Dawn Reader

Dawn Reader
from Open Door Coffee Co.; Hudson, OH; Oct. 26, 2016

Thursday, December 3, 2015

Memorizing: A Problem Balloons ...



I've written here before about the poems and/or literary passages I've memorized. I've reached a total of 161 now (the latest was Philip Freneau's "The Indian Burying Ground"), and I'm starting to have some ... problems.

Not much stays in your long-term memory until you convince your brain you really want it there. And the only way I know to convince my brain is to rehearse those passages throughout the week--every week, whether I feel like it or not. Several times for each older poem, more frequently for the newer ones.

And the problem is this: I'm running out of idle moments to rehearse them. Right now, here's my daily rehearsal schedule:

  • I have a batch I do four mornings a week when I'm in the shower.
  • While I'm dressing for the day, I do a few of the most recent ones.
  • On M-T-Th-F I have a batch that I do while I'm walking over to the coffee shop, another batch I do at the coffee shop, another batch that I do while walking home.
  • On those same days, I have several longer ones that I do while driving to the health club to exercise ("Dover Beach," "My Last Duchess," etc.).
  • At the health club
    • M-W-F: I have a batch I do while on the exercise bike.
    • T-Th-Sat: Another batch while on the exercise bike
    • M-W-F: a batch I do while walking my cool-down laps
    • T-Th-Sat: Another batch while walking my cool-down laps
    • All week--M-Sat--there are two longer ones I always do on my cool-down laps: "Haunted Houses" and "My Lost Youth," both by Longfellow
    • All week--several recent ones I do in the shower and while dressing
    • On the way home--more recent ones
See the problem? I do take Sunday off ... hmmm ... maybe I shouldn't ...

But I can't seem to stop. Today, for example, I'm going to start on Yeats' "Down by the Salley Gardens"; it's not all that long (16 total lines), and it rhymes (abab, etc.), so I think I can do it in a few days. I'll work on it while I'm walking back and forth to and from the coffee shop in the afternoon the rest of this week. (Link to the poem.)

I should add that I'm manifestly not a quick memorizer. This past summer, for example, while we were in Stratford, Ontario, for the theater festival, I worked all week on Cummings' "anyone lived in a pretty how town" every day, and I still go over that one, pretty much every day, because the language is so unique and complex:

anyone lived in a pretty how town
(with up so floating many bells down)
etc.

I wish I could just look at a poem and know it (I've had some students who could do that [pause for Othello-ian envy to dissipate]). But for me, I carry the thing with me on a 3x5 card (or cards), repeating a line and a stanza at a time, over and over and over again.

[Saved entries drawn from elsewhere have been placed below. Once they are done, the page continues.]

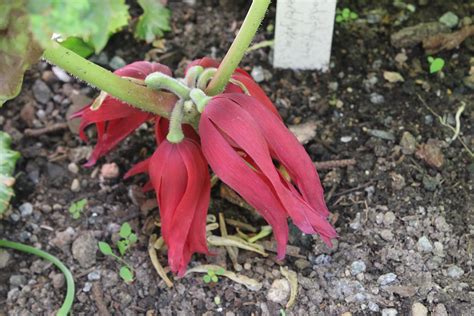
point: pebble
(449, 19)
(357, 267)
(455, 272)
(419, 309)
(386, 279)
(376, 98)
(75, 185)
(279, 291)
(84, 249)
(4, 258)
(72, 167)
(389, 312)
(257, 74)
(424, 244)
(26, 209)
(41, 91)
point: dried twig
(46, 130)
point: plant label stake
(303, 34)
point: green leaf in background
(91, 20)
(126, 274)
(8, 160)
(18, 50)
(78, 46)
(154, 21)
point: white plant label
(303, 34)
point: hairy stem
(141, 97)
(239, 46)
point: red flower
(181, 181)
(115, 120)
(239, 138)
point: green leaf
(125, 230)
(91, 20)
(8, 160)
(436, 65)
(154, 21)
(126, 274)
(18, 49)
(78, 46)
(105, 248)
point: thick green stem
(69, 298)
(160, 103)
(239, 46)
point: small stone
(72, 167)
(75, 185)
(117, 62)
(93, 276)
(41, 91)
(357, 267)
(279, 291)
(26, 209)
(109, 171)
(408, 143)
(376, 98)
(449, 19)
(386, 279)
(4, 258)
(418, 309)
(455, 272)
(257, 74)
(388, 218)
(389, 312)
(424, 245)
(84, 249)
(17, 280)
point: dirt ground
(404, 211)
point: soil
(404, 212)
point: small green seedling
(128, 238)
(346, 15)
(436, 64)
(211, 275)
(77, 208)
(126, 271)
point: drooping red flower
(239, 148)
(114, 119)
(181, 181)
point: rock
(424, 245)
(389, 312)
(408, 143)
(279, 291)
(440, 310)
(41, 91)
(75, 185)
(413, 35)
(386, 279)
(455, 272)
(26, 209)
(4, 258)
(109, 171)
(449, 19)
(357, 267)
(84, 249)
(376, 98)
(257, 74)
(418, 309)
(304, 132)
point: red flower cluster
(243, 139)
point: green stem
(69, 299)
(239, 46)
(160, 103)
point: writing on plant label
(303, 34)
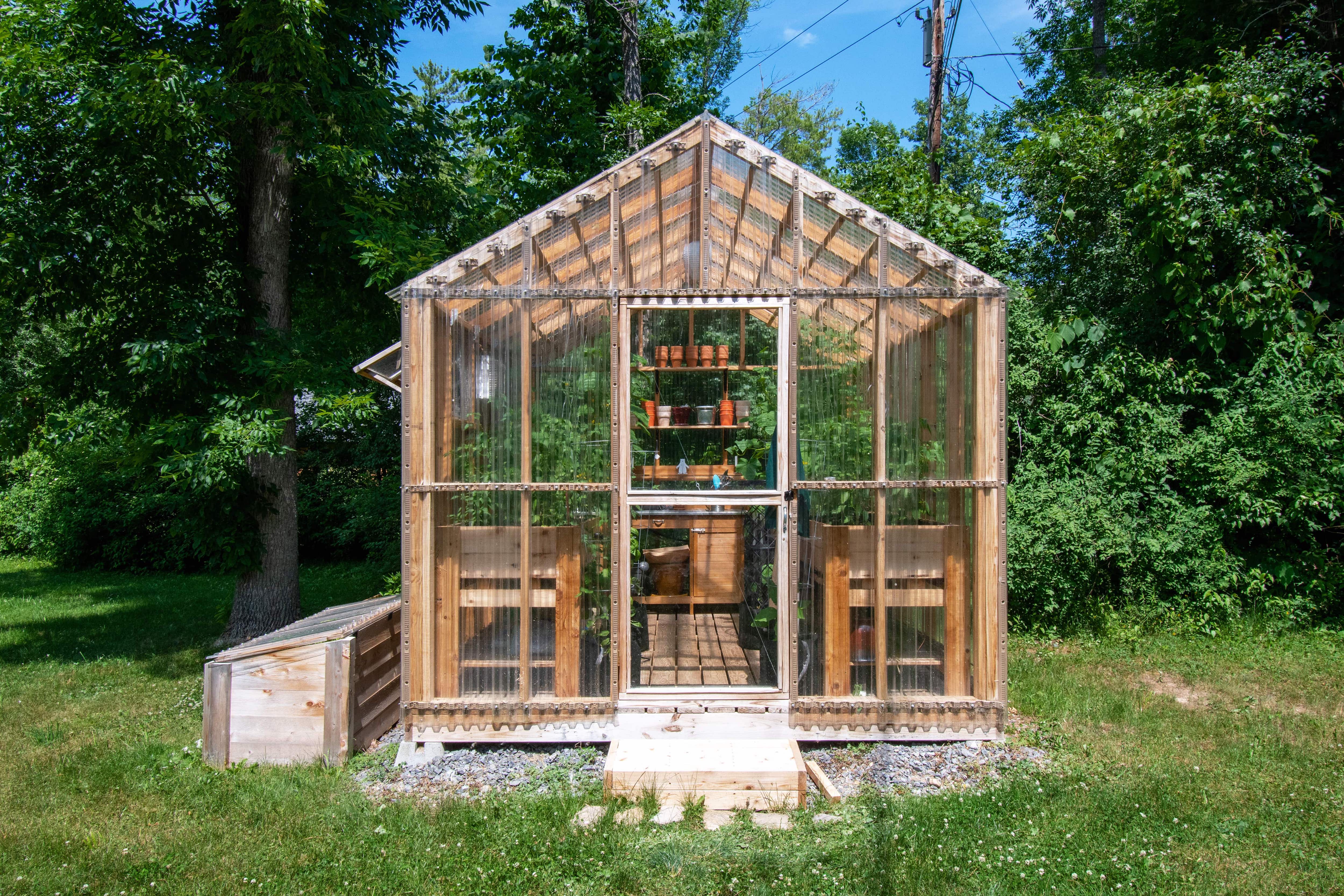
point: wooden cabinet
(717, 555)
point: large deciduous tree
(202, 201)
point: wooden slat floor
(697, 651)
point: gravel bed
(923, 769)
(478, 772)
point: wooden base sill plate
(729, 774)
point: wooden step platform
(729, 774)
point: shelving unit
(718, 370)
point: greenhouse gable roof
(746, 221)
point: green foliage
(799, 124)
(546, 109)
(136, 378)
(1175, 409)
(84, 777)
(875, 164)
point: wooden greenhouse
(703, 436)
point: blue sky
(884, 73)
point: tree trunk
(1100, 38)
(631, 60)
(268, 598)
(936, 96)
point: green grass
(100, 695)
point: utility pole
(935, 27)
(1100, 38)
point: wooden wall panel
(835, 553)
(569, 582)
(986, 467)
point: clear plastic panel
(640, 230)
(931, 387)
(480, 557)
(505, 268)
(572, 390)
(929, 606)
(838, 252)
(705, 597)
(835, 624)
(835, 389)
(748, 207)
(574, 250)
(482, 437)
(681, 248)
(699, 444)
(572, 594)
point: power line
(1017, 77)
(853, 44)
(785, 45)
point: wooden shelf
(900, 661)
(705, 370)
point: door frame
(777, 498)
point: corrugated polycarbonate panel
(908, 268)
(837, 252)
(837, 531)
(640, 230)
(574, 250)
(572, 390)
(748, 209)
(572, 600)
(503, 268)
(931, 387)
(480, 547)
(835, 387)
(681, 214)
(483, 434)
(928, 571)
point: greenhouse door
(703, 481)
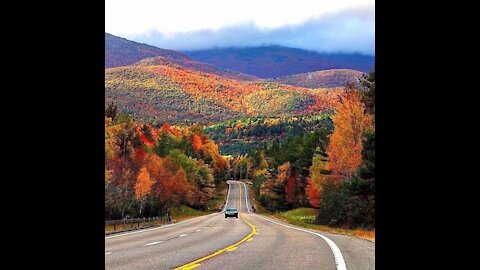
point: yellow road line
(195, 263)
(192, 266)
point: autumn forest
(176, 130)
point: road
(251, 241)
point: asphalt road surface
(251, 241)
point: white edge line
(339, 261)
(157, 228)
(246, 196)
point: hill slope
(323, 78)
(124, 52)
(276, 61)
(169, 93)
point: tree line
(150, 169)
(331, 168)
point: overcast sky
(324, 26)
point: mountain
(153, 90)
(323, 79)
(276, 61)
(123, 52)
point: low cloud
(350, 31)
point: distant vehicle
(231, 212)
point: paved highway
(250, 242)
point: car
(231, 212)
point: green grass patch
(184, 212)
(305, 217)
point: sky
(325, 26)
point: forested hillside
(148, 170)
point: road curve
(207, 242)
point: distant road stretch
(251, 241)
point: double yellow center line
(197, 262)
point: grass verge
(304, 217)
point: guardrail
(123, 225)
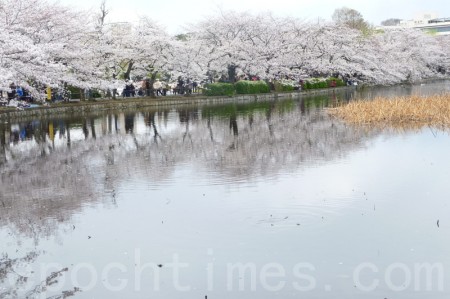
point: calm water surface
(245, 200)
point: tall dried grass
(413, 112)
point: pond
(246, 200)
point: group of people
(14, 93)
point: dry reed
(413, 112)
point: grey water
(271, 199)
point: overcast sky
(174, 13)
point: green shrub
(251, 87)
(282, 86)
(219, 89)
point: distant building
(428, 22)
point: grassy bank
(400, 112)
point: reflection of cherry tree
(16, 283)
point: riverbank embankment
(104, 105)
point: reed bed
(412, 112)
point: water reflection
(185, 179)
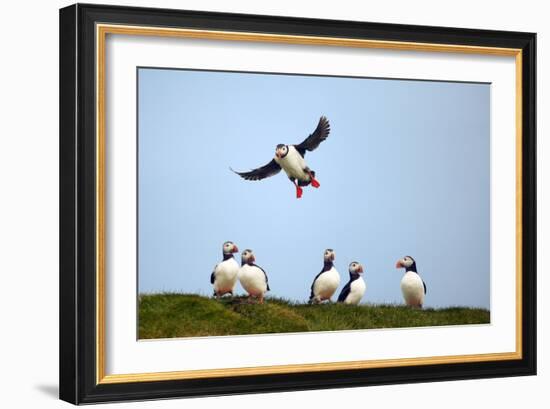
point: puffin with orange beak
(327, 281)
(290, 158)
(224, 276)
(412, 285)
(354, 290)
(253, 278)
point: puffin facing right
(412, 286)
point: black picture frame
(78, 297)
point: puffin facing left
(224, 276)
(354, 290)
(327, 281)
(253, 278)
(412, 285)
(291, 159)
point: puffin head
(229, 247)
(281, 151)
(247, 257)
(406, 262)
(329, 255)
(355, 268)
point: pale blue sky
(405, 171)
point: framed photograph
(256, 203)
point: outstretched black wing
(265, 274)
(345, 292)
(272, 168)
(314, 140)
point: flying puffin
(412, 286)
(354, 290)
(291, 159)
(253, 278)
(224, 276)
(327, 281)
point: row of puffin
(254, 279)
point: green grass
(171, 315)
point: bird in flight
(290, 158)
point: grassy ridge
(189, 315)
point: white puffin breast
(226, 275)
(412, 288)
(293, 164)
(326, 284)
(253, 280)
(357, 290)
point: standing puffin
(291, 159)
(224, 276)
(253, 278)
(327, 281)
(412, 286)
(354, 290)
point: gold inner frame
(101, 32)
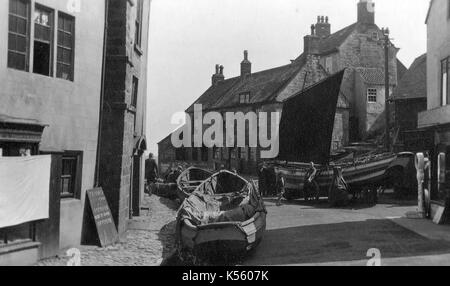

Until it all sticks. (The older I get, I fear, the less adhesive my brain.)

When I reached 100, I thought that would be it. Same at 125. 150. Now I'm thinking 200 ought to do it.

But when will I rehearse them? I'm already in my head with poems for more than an hour a day--or more. I feel myself becoming one of those folks we meet near the end of Fahrenheit 451, folks who have memorized entire literary works because the government has banned and is burning books (451 F. is the temp at which book paper ignites, we're told). When our hero, Montag, finds this community of memorizers, he is stunned. People who have become the books they memorized--Swift, Darwin, Schweitzer, Aristophanes, Plato, the Gospels, and on and on. One of them tells Montag: All we want to do is keep the knowledge we think we will need intact and safe. ... We'll pass the books on to our children, by word of mouth ... (164-65).

As the years go on--if I keep doing this--I may just disappear entirely into my head, where I'll spend all my remaining breaths mumbling the lines of "To be or not to be," "A Visit from St. Nicholas," "The Road Not Taken," "Jabberwocky," "Casey at the Bat," "Down by the Salley Gardens," ...

That would be madness, I know. Lear knew it, too, in the storm: O, that way madness lies! he cried, raging about his troubles; let me shun that; / No more of that (3,4). And then he went there anyway.